First, you need a pen and then a coop to keep the chicks in. You can buy a coop, or you can build one if you’re handy. Make sure it’s sturdy, warm (more on that in a minute), and protected from predators. We all know what happens when a fox gets into the chicken coop, and just the stress of dogs or cats could harm little chicks. Flooding when it rains can also cause problems, so you’ll notice that most coops are elevated off the ground to keep out excess water as well as local predators.
You’ll likely keep very young animals in a heated pen. You can start small and upgrade as they get bigger, eventually graduating the flock into their coop. Many first-time owners successfully create their own brooder pen with a small plastic box, substrate, and heat source. The little chickies will stay in there until they’re ready to move outside.
At first, your chicks need constant heat since they struggle to make their own. Red light is also essential to prevent your chickies from pecking one another, which can lead to injury or death. You can take care of both these needs with a heating lamp. Chicks who are only a day old need a heating source set constantly to 92 degrees Fahrenheit. Be sure to monitor the temperature closely and adjust as needed, though some lights have built-in controls. Keep the heating lamp about two inches above the substrate of the pen. You want it to heat the area thoroughly but not be placed so close that the heat burns your chicks’ delicate skin. As the chicks grow, you’ll turn the temperature down by 5 degrees per week. At six weeks old, the chicks will move from the brooder pen to the coop and you can remove the constant heat source.
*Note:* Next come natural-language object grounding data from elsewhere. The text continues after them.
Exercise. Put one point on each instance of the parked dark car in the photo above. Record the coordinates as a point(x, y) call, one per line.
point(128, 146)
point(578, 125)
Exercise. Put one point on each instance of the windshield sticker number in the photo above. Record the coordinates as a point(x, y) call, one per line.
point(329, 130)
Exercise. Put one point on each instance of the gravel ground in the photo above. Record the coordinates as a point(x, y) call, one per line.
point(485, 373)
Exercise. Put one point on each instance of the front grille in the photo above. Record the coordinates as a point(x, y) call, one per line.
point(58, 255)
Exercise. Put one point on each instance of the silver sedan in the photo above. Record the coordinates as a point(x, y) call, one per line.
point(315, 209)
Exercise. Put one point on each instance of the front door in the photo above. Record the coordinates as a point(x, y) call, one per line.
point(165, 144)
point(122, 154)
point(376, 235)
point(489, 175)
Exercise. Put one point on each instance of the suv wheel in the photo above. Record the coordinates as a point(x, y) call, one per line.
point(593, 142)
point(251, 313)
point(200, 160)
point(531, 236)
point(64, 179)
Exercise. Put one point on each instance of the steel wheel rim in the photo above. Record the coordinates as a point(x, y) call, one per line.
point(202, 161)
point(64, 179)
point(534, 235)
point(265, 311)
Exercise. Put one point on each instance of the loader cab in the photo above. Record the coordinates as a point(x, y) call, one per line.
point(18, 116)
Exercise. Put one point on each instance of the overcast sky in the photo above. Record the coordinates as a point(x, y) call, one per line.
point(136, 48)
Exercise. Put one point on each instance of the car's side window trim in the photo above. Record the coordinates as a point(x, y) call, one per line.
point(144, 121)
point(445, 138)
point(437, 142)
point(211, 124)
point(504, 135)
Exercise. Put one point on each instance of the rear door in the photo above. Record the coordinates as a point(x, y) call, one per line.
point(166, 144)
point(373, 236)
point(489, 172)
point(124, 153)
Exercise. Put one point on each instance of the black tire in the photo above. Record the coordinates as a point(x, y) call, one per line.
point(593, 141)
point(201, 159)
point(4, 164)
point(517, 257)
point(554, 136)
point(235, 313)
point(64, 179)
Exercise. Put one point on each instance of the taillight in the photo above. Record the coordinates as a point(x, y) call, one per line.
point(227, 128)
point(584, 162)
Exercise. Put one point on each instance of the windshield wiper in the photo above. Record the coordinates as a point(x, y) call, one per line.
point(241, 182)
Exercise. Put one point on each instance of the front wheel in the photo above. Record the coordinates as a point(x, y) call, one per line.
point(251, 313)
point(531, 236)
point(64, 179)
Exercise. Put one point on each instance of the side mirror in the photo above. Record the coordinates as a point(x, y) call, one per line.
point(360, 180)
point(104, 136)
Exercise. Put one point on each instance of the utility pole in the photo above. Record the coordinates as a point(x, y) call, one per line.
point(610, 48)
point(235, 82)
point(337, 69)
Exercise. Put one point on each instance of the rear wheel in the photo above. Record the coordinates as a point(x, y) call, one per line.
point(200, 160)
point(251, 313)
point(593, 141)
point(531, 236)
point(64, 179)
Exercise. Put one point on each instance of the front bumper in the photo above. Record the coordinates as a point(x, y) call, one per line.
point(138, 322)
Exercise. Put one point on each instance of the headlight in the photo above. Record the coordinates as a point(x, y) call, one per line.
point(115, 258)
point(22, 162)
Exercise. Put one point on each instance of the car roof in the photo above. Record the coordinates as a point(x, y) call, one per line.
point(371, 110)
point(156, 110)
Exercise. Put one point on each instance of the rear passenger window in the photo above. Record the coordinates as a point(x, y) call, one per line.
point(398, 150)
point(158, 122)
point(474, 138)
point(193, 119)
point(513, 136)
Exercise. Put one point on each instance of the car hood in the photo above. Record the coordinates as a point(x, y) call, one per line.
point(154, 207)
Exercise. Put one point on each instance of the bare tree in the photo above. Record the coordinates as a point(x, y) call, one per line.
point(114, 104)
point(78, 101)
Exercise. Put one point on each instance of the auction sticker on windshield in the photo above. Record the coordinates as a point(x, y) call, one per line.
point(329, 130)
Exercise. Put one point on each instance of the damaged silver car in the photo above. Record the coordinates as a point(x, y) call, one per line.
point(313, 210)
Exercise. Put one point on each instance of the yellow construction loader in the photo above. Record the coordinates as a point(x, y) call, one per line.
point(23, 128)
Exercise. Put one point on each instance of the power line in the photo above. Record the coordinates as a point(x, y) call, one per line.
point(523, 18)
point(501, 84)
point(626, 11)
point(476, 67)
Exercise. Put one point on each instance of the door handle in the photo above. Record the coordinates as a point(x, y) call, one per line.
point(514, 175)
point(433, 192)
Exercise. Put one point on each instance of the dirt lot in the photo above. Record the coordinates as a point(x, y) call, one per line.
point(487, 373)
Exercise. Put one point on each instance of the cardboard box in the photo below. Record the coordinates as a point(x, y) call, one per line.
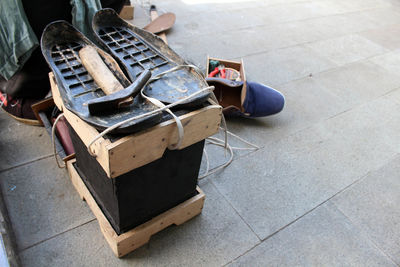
point(235, 97)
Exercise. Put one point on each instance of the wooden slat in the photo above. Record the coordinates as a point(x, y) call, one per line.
point(136, 150)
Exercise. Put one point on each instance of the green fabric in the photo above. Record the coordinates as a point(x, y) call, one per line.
point(17, 39)
point(82, 14)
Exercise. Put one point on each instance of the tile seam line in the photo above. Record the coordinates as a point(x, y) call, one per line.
point(320, 121)
point(311, 210)
point(27, 163)
point(337, 67)
point(320, 40)
point(364, 234)
point(54, 236)
point(304, 20)
point(237, 213)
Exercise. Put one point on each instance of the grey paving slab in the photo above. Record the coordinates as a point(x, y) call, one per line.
point(372, 205)
point(305, 105)
point(359, 82)
point(389, 61)
point(41, 202)
point(387, 36)
point(214, 238)
point(383, 16)
point(274, 186)
point(347, 49)
point(324, 237)
point(287, 64)
point(21, 143)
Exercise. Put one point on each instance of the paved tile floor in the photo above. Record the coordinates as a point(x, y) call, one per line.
point(323, 189)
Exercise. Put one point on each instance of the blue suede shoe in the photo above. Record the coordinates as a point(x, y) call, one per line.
point(246, 100)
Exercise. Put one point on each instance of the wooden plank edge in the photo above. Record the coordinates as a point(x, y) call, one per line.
point(140, 235)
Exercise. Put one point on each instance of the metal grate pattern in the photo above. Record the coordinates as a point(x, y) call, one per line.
point(134, 52)
point(66, 59)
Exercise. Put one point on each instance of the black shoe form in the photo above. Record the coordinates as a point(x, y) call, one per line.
point(137, 50)
point(60, 45)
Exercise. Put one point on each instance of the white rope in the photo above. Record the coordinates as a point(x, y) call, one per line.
point(53, 135)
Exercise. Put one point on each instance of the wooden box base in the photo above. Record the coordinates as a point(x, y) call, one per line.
point(140, 235)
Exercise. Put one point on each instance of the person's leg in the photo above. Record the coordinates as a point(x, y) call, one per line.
point(31, 83)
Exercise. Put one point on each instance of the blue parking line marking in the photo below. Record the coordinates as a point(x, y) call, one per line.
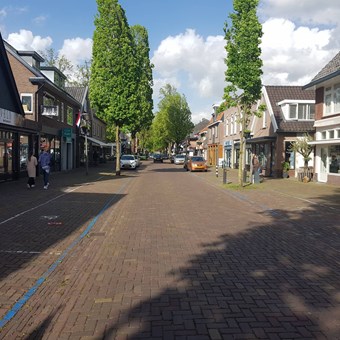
point(19, 304)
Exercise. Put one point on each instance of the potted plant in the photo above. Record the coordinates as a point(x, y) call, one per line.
point(285, 169)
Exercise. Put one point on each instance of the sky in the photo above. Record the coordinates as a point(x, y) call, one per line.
point(186, 39)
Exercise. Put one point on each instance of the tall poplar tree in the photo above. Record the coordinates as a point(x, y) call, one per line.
point(113, 85)
point(244, 67)
point(174, 117)
point(144, 105)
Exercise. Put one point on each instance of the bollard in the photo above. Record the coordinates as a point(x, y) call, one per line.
point(224, 175)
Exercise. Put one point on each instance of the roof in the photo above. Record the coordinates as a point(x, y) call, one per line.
point(277, 94)
point(198, 127)
point(331, 70)
point(77, 92)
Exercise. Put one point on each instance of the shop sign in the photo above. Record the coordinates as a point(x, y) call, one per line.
point(67, 134)
point(10, 118)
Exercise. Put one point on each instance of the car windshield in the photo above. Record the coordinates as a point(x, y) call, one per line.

All babies, whether human or avian, need protein. While mammals provide protein to their young through milk, baby chickens aren’t able to digest the product of mammary glands. They need a different source of nutrients.
Choose a starter feed with plenty of proteins and vitamins. It might take a while for your chicks to figure out how to eat and drink, as strange as that sounds. Set their food right in front of them, and encourage them to drink by tapping the bottom of the inside of the water bowl to imitate drinking with a beak. After a day or so you can introduce a feeder, leading the chicks to it if necessary. As they grow, you’ll adjust the contents of their food, reducing the amount of protein a little at a time. Eventually they’ll eat chicken pellets and other adult bird food including bugs.
On a final note, you want to be careful about where you get your chicks — as with any pet. Make sure you bring home chicks who were well cared for as eggs and check that their mother was well fed and free-range. If at all possible, look locally rather than buy chicks online, so you aren’t shipping the animals, which can lead to problems. Many farmers or hatcheries will sell baby chickens for a small fee, or if you’re feeling adventurous, consider getting a hen who will lay eggs and helping her out with the process from start to finish.